Fascinating. So a badly optimised game that gets 5 fps represents all games on a platform?
It shouldn't. But it seems to work fine the other way around. 🤷♂️ When a Windows game with bugs comes around it's "PC gaming sucks, there are only bugs. It's a great thing we don't get games on the Mac, so we don't have these! We rather have no games at all than any of that crap". And don't forget the hardware... "But on a PC it requires a 40x0 card to run it properly, that doesn't count! No one is buying these super expensive cards, it's just a tiny, tiny fraction of the market!!!11!!". But when a game runs poorly on a Mac all we hear is "just buy a maxed out Ultra, then it works!" (which is about $6k).
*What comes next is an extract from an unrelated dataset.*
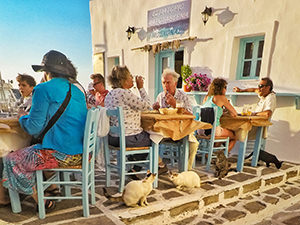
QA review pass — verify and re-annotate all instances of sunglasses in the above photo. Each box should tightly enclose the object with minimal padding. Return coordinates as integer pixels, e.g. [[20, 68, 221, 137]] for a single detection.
[[258, 84, 268, 88]]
And then we have Fort Solis coming to the Mac and all of a sudden this single title means "Mac gaming is thriving, absolute proof that Mac gaming isn't dead. Developers love the Mac and this is showing it!". So which one is it? Judging based on single or few examples or the full market? Or do we stick to "arguments are only valid when it benefits the Mac and no criticism allowed"?
Sometimes people sure create more problems than solving. When I have a game that runs with 5 fps on platform A, but with 60+ fps on platform B, then I just buy platform B and play there if I want to play the game.
I think some here will really wet their pants after WWDC if Apple manages in time to show the results of their latest shopping spree.